GPUDirect Benchmarking
This post walk-through the configuration and execution of the GPUDirect RDMA and GDR Copy features.
- 1 Overview
- 2 Getting Started with GPUDirect
- 3 Benchmarking
- 3.1 MPI Commands
- 3.1.1 Open MPI
- 3.1.2 MVAPICH MPI
- 3.1.2.1 GPUDirect RDMA (enabled)
- 3.1.2.2 No GPUDirect RDMA (disabled)
- 3.1.2.3 No GPUDirect no GDR Copy
- 3.1 MPI Commands
- 4 Results
- 4.1 Back to Back Setup
- 4.1.1 Latency
- 4.1.2 Uni-Directional Bandwidth
- 4.1.3 Bi-Directional Bandwidth
- 4.1 Back to Back Setup
- 5 Appendix: GPUDirect example over 200Gb/s HDR InfiniBand
- 5.1 Configuration
- 5.2 Run time parameters
- 5.3 Benchmarking
- 5.3.1 Latency
- 5.3.2 Uni-Directional Bandwidth
- 5.3.3 Bi-Directional Bandwidth
- 6 Application example
- 6.1 MILC
- 6.1.1 Configuration
- 6.1.2 Results
- 6.1 MILC
- 7 References
Overview
The GPUDirect RDMA technology exposes GPU memory to I/O devices by enabling the direct communication path between GPUs in two remote systems. This feature eliminates the need to use the system CPUs to stage GPU data in and out intermediate system memory buffers. As a result the end-to-end latency is reduced and the sustained bandwidth is increased (depending on the PCIe topology).

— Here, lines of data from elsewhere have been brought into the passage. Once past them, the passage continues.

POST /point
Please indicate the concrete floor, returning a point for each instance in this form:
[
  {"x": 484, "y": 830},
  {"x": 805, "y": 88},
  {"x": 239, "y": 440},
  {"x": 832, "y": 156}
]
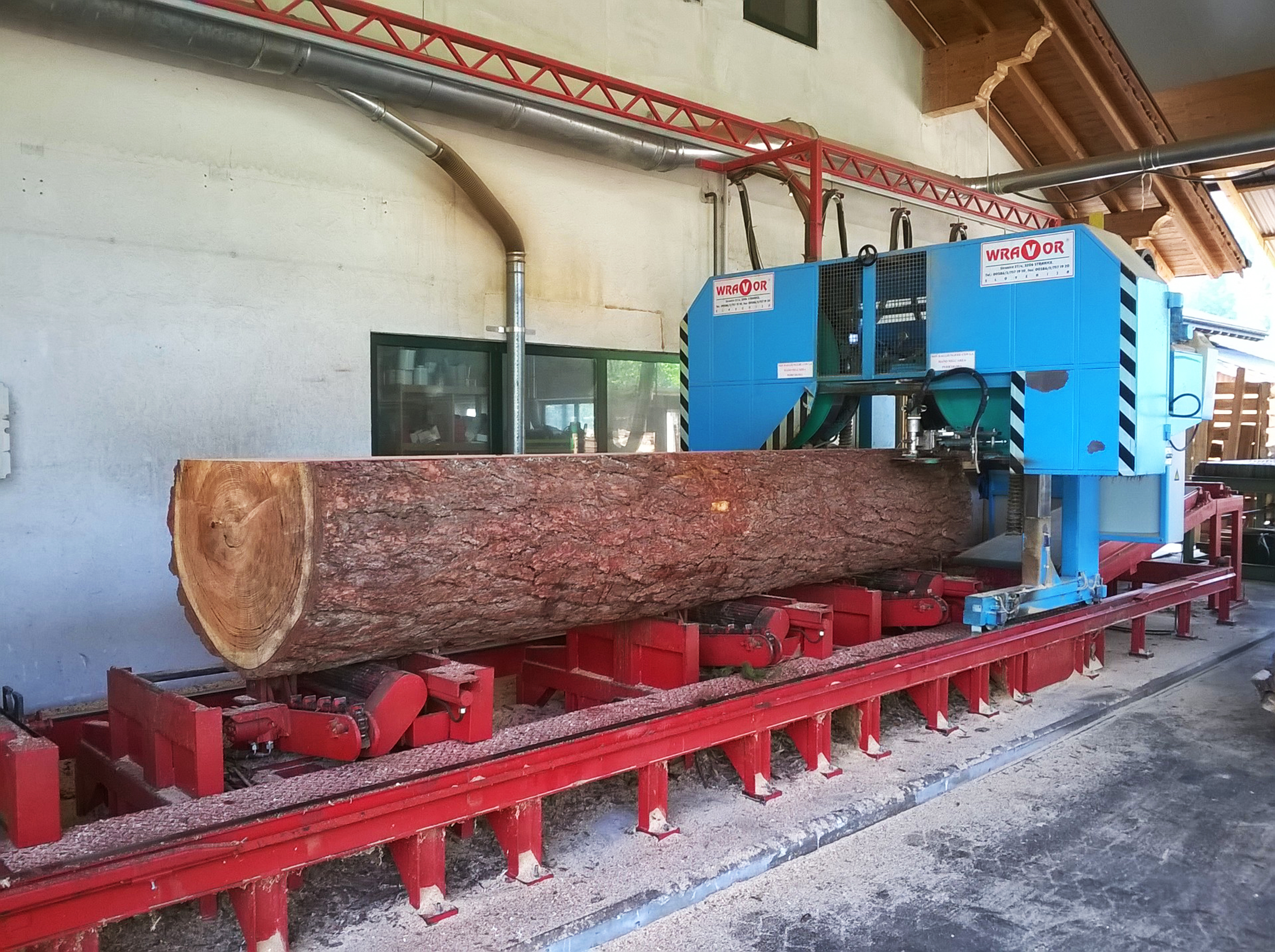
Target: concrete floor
[{"x": 1153, "y": 829}]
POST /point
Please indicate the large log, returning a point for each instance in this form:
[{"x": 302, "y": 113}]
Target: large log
[{"x": 292, "y": 566}]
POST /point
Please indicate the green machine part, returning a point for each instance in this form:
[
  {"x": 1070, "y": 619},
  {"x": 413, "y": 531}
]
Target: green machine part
[
  {"x": 828, "y": 364},
  {"x": 959, "y": 405}
]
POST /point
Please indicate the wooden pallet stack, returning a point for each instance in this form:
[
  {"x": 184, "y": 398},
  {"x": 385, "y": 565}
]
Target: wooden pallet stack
[{"x": 1241, "y": 425}]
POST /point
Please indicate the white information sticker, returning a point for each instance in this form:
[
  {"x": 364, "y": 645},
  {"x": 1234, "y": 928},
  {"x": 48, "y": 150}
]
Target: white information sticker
[
  {"x": 952, "y": 360},
  {"x": 753, "y": 292},
  {"x": 1019, "y": 261},
  {"x": 796, "y": 370}
]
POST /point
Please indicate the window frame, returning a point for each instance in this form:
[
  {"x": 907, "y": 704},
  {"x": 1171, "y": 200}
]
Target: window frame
[
  {"x": 496, "y": 352},
  {"x": 811, "y": 41}
]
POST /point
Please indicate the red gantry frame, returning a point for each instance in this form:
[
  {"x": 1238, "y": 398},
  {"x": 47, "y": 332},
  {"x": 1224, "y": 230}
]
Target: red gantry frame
[
  {"x": 438, "y": 47},
  {"x": 254, "y": 843}
]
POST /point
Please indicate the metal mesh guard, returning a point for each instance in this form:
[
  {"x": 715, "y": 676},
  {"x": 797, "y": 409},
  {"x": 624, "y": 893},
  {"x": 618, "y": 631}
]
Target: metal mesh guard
[
  {"x": 840, "y": 309},
  {"x": 901, "y": 319}
]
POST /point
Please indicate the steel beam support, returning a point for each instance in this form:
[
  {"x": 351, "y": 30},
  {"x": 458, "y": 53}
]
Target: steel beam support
[
  {"x": 68, "y": 894},
  {"x": 420, "y": 861},
  {"x": 28, "y": 787},
  {"x": 976, "y": 687},
  {"x": 262, "y": 909},
  {"x": 750, "y": 756},
  {"x": 870, "y": 728},
  {"x": 518, "y": 831},
  {"x": 814, "y": 741},
  {"x": 931, "y": 697},
  {"x": 653, "y": 800}
]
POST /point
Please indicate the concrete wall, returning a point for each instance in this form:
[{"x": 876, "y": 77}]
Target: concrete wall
[{"x": 192, "y": 264}]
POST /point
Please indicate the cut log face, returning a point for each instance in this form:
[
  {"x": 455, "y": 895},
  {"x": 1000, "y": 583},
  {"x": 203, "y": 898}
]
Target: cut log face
[{"x": 295, "y": 566}]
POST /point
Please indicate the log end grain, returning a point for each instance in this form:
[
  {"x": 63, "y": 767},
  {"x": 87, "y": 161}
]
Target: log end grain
[{"x": 244, "y": 546}]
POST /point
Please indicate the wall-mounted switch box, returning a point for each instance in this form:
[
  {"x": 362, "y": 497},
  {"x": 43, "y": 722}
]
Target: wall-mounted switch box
[{"x": 4, "y": 431}]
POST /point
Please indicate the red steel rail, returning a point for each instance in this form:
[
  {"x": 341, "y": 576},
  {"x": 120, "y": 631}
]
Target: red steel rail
[
  {"x": 456, "y": 52},
  {"x": 64, "y": 889}
]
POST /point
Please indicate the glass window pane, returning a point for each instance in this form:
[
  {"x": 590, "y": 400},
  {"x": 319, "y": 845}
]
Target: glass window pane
[
  {"x": 433, "y": 401},
  {"x": 797, "y": 19},
  {"x": 642, "y": 406},
  {"x": 560, "y": 405}
]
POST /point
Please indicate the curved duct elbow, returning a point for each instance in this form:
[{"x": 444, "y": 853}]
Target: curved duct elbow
[
  {"x": 487, "y": 204},
  {"x": 230, "y": 40}
]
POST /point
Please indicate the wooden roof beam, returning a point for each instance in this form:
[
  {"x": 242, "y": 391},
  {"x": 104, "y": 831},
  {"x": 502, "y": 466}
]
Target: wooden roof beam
[
  {"x": 1023, "y": 155},
  {"x": 1192, "y": 208},
  {"x": 1133, "y": 226},
  {"x": 962, "y": 76}
]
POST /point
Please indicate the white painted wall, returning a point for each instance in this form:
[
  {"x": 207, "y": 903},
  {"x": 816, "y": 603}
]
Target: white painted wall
[{"x": 190, "y": 265}]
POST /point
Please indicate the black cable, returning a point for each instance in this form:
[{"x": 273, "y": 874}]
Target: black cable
[
  {"x": 1194, "y": 413},
  {"x": 1074, "y": 199}
]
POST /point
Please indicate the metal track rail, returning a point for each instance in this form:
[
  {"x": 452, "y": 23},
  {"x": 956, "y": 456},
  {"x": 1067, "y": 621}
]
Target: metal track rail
[{"x": 249, "y": 839}]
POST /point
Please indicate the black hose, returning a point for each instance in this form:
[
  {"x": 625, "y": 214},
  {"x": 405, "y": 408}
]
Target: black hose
[
  {"x": 902, "y": 216},
  {"x": 985, "y": 395},
  {"x": 750, "y": 236},
  {"x": 840, "y": 225}
]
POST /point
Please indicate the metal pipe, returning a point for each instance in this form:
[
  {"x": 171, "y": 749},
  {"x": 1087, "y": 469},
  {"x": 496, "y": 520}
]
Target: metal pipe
[
  {"x": 1129, "y": 163},
  {"x": 227, "y": 39},
  {"x": 505, "y": 227},
  {"x": 515, "y": 367}
]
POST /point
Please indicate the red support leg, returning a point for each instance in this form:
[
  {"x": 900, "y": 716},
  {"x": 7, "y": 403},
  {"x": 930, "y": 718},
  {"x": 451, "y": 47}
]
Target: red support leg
[
  {"x": 518, "y": 830},
  {"x": 1015, "y": 670},
  {"x": 1182, "y": 618},
  {"x": 1215, "y": 550},
  {"x": 653, "y": 800},
  {"x": 420, "y": 861},
  {"x": 1137, "y": 639},
  {"x": 1224, "y": 608},
  {"x": 976, "y": 687},
  {"x": 73, "y": 942},
  {"x": 814, "y": 740},
  {"x": 1237, "y": 553},
  {"x": 870, "y": 730},
  {"x": 262, "y": 909},
  {"x": 28, "y": 787},
  {"x": 750, "y": 756},
  {"x": 931, "y": 699}
]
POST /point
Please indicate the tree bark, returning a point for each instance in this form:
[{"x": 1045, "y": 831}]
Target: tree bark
[{"x": 296, "y": 566}]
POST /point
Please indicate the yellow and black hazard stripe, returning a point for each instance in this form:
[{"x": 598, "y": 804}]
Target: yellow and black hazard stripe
[
  {"x": 792, "y": 425},
  {"x": 1127, "y": 372},
  {"x": 685, "y": 383},
  {"x": 1018, "y": 417}
]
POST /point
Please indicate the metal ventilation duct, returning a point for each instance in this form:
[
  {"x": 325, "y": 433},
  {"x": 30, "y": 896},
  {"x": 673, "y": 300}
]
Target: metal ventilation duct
[{"x": 216, "y": 36}]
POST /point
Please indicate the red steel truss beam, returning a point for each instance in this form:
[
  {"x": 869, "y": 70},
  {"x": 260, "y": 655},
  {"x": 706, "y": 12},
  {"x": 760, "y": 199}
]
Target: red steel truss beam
[
  {"x": 82, "y": 892},
  {"x": 456, "y": 52}
]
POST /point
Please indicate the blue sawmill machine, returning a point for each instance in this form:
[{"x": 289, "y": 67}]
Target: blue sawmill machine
[{"x": 1058, "y": 357}]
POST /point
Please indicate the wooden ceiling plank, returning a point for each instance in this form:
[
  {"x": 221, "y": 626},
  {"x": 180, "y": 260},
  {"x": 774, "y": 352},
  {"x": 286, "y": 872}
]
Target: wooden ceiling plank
[
  {"x": 1132, "y": 226},
  {"x": 1023, "y": 155},
  {"x": 1237, "y": 200},
  {"x": 916, "y": 23},
  {"x": 1219, "y": 106},
  {"x": 961, "y": 77},
  {"x": 1211, "y": 236}
]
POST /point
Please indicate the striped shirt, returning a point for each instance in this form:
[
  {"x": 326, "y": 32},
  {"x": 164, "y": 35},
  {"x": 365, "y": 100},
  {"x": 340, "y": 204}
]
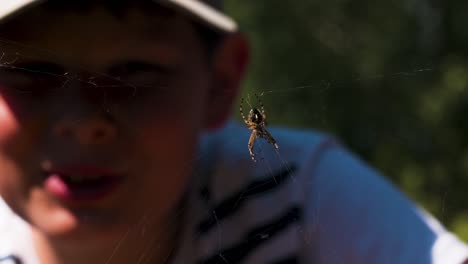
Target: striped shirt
[{"x": 310, "y": 202}]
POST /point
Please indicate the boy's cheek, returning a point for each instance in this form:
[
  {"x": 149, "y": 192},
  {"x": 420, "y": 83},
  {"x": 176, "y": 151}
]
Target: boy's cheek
[{"x": 7, "y": 120}]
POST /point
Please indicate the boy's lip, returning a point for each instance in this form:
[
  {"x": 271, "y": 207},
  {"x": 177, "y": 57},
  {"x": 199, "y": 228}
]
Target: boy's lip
[
  {"x": 81, "y": 183},
  {"x": 83, "y": 170}
]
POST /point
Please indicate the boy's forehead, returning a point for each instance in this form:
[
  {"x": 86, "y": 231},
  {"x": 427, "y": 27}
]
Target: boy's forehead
[{"x": 96, "y": 38}]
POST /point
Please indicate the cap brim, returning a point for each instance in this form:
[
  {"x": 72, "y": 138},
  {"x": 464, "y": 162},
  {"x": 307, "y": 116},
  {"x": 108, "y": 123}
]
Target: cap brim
[{"x": 193, "y": 8}]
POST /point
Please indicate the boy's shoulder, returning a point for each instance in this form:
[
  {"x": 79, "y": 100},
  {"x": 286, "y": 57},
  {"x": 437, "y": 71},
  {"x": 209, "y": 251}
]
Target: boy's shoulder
[
  {"x": 15, "y": 238},
  {"x": 311, "y": 201}
]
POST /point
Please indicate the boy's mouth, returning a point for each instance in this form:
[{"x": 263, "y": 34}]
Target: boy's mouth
[{"x": 81, "y": 185}]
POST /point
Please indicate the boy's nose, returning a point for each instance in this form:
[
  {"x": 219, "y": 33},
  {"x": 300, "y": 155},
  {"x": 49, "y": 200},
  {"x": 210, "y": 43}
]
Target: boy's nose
[{"x": 86, "y": 132}]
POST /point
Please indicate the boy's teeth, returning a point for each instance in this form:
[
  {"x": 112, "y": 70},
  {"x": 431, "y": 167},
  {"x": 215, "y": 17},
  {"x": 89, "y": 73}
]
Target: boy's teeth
[{"x": 80, "y": 179}]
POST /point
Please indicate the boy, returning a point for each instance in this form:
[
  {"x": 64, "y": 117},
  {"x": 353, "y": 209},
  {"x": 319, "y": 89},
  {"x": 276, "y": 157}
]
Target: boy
[{"x": 114, "y": 149}]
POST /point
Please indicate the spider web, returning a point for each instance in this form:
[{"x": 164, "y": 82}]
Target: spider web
[{"x": 262, "y": 148}]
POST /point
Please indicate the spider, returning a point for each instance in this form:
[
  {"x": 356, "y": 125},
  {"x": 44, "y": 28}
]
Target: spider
[{"x": 256, "y": 121}]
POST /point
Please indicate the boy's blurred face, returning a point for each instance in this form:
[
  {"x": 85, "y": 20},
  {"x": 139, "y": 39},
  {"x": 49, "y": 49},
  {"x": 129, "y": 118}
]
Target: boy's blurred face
[{"x": 130, "y": 139}]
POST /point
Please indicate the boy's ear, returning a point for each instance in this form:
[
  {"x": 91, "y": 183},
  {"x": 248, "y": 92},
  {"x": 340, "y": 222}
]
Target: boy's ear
[{"x": 229, "y": 67}]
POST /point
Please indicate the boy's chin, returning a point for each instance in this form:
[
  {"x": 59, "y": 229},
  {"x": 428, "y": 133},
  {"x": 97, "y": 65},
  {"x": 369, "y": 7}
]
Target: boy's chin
[{"x": 63, "y": 224}]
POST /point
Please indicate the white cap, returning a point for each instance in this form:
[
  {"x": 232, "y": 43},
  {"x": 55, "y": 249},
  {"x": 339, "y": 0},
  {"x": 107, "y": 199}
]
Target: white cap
[{"x": 199, "y": 10}]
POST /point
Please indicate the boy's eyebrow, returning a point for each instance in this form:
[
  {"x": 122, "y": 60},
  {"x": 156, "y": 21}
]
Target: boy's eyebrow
[
  {"x": 136, "y": 66},
  {"x": 38, "y": 66}
]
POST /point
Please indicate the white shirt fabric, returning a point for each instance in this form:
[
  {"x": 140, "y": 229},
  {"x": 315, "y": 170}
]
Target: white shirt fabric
[{"x": 310, "y": 202}]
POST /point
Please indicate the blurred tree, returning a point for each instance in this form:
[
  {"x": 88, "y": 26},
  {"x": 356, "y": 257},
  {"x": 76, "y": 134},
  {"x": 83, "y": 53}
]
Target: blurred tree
[{"x": 387, "y": 77}]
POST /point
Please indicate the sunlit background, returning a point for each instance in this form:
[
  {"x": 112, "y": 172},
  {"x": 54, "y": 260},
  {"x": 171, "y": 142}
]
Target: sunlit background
[{"x": 388, "y": 78}]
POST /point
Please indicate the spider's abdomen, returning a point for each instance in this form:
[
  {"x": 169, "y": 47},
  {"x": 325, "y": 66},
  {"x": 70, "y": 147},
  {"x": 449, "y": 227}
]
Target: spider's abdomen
[{"x": 255, "y": 116}]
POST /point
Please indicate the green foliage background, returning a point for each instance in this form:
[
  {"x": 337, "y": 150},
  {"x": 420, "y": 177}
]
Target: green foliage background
[{"x": 389, "y": 78}]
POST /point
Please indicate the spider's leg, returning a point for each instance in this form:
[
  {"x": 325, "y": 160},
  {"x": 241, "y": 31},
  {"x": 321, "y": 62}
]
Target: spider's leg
[
  {"x": 242, "y": 111},
  {"x": 251, "y": 144},
  {"x": 270, "y": 139}
]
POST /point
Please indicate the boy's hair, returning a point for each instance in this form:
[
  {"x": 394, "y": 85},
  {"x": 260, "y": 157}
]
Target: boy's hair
[{"x": 210, "y": 38}]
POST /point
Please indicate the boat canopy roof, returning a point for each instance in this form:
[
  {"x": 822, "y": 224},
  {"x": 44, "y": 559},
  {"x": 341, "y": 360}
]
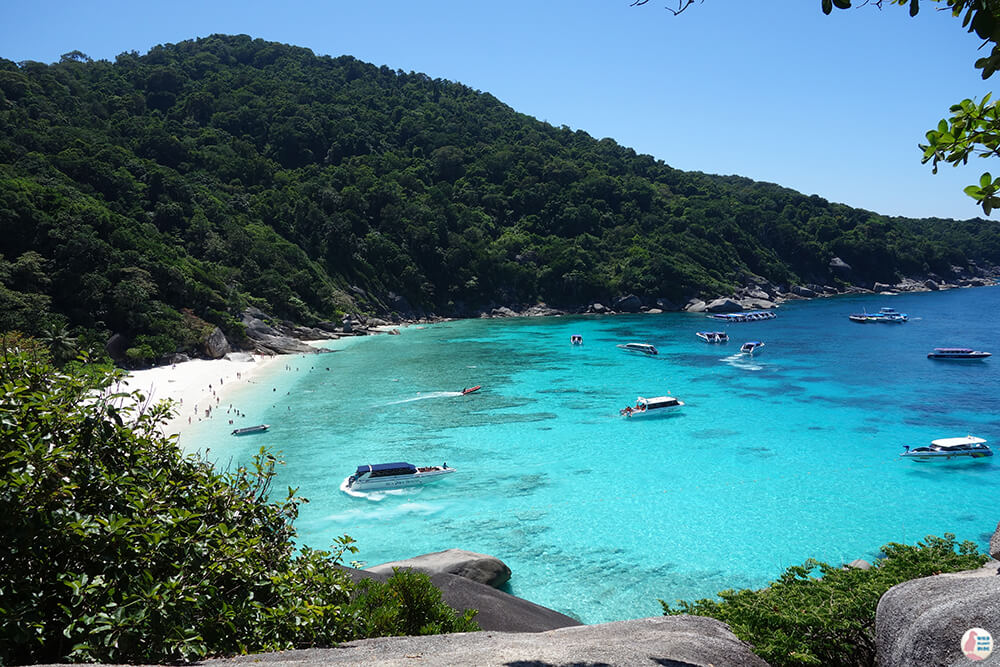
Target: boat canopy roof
[
  {"x": 964, "y": 441},
  {"x": 655, "y": 401},
  {"x": 384, "y": 467}
]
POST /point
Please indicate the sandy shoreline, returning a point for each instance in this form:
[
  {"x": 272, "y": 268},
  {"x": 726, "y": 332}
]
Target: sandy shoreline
[{"x": 201, "y": 389}]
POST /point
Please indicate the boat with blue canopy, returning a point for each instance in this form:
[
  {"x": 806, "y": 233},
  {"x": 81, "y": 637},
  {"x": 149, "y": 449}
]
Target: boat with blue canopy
[{"x": 394, "y": 475}]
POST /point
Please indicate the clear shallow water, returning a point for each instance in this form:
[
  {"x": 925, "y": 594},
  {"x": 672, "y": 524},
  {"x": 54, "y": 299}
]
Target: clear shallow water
[{"x": 790, "y": 455}]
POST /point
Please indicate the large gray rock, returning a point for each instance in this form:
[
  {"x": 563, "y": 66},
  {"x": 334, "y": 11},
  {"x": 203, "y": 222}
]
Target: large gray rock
[
  {"x": 628, "y": 304},
  {"x": 677, "y": 641},
  {"x": 477, "y": 567},
  {"x": 921, "y": 622},
  {"x": 723, "y": 306},
  {"x": 498, "y": 611},
  {"x": 839, "y": 266},
  {"x": 801, "y": 290},
  {"x": 695, "y": 306},
  {"x": 216, "y": 346}
]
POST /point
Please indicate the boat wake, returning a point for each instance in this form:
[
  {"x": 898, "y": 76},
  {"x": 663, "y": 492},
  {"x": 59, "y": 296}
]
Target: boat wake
[
  {"x": 742, "y": 361},
  {"x": 422, "y": 397}
]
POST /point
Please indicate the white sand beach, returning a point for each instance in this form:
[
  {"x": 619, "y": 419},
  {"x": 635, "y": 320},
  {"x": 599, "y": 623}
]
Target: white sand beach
[{"x": 200, "y": 388}]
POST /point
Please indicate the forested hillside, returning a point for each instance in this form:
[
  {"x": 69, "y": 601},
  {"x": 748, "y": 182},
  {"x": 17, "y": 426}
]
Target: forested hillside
[{"x": 159, "y": 195}]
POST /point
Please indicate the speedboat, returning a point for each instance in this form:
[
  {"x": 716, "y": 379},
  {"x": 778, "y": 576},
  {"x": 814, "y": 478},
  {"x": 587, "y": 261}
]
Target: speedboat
[
  {"x": 651, "y": 406},
  {"x": 645, "y": 348},
  {"x": 750, "y": 316},
  {"x": 394, "y": 476},
  {"x": 247, "y": 430},
  {"x": 713, "y": 336},
  {"x": 946, "y": 449},
  {"x": 956, "y": 353},
  {"x": 884, "y": 315}
]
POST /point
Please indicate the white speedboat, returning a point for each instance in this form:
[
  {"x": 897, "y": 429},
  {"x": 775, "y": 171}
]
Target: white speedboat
[
  {"x": 713, "y": 336},
  {"x": 644, "y": 348},
  {"x": 963, "y": 353},
  {"x": 651, "y": 406},
  {"x": 946, "y": 449},
  {"x": 394, "y": 475},
  {"x": 248, "y": 430}
]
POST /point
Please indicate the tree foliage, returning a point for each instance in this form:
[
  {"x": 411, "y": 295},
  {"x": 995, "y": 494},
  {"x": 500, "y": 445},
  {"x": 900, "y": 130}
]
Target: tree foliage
[
  {"x": 161, "y": 194},
  {"x": 818, "y": 614},
  {"x": 118, "y": 548}
]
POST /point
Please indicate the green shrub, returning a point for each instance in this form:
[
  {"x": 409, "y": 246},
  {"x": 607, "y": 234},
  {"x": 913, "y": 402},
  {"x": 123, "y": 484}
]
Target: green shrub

The GDRCopy (GPUDirect RDMA Copy) library leverages the GPUDirect RDMA APIs to create CPU memory mappings of the GPU memory. The advantage of a CPU driven copy is the very small overhead involved. That is helpful when low latencies are required.
Getting Started with GPUDirect
Hardware Setup
In this post, the examples are given from the Tessa cluster:
Colfax CX41060t-XK7 cluster
Dual Socket Intel(R) Xeon(R) Gold 6138 CPU @ 2GHz
NVIDIA ConnectX-6 HDR InfiniBand adapter (over PCIe gen3 link)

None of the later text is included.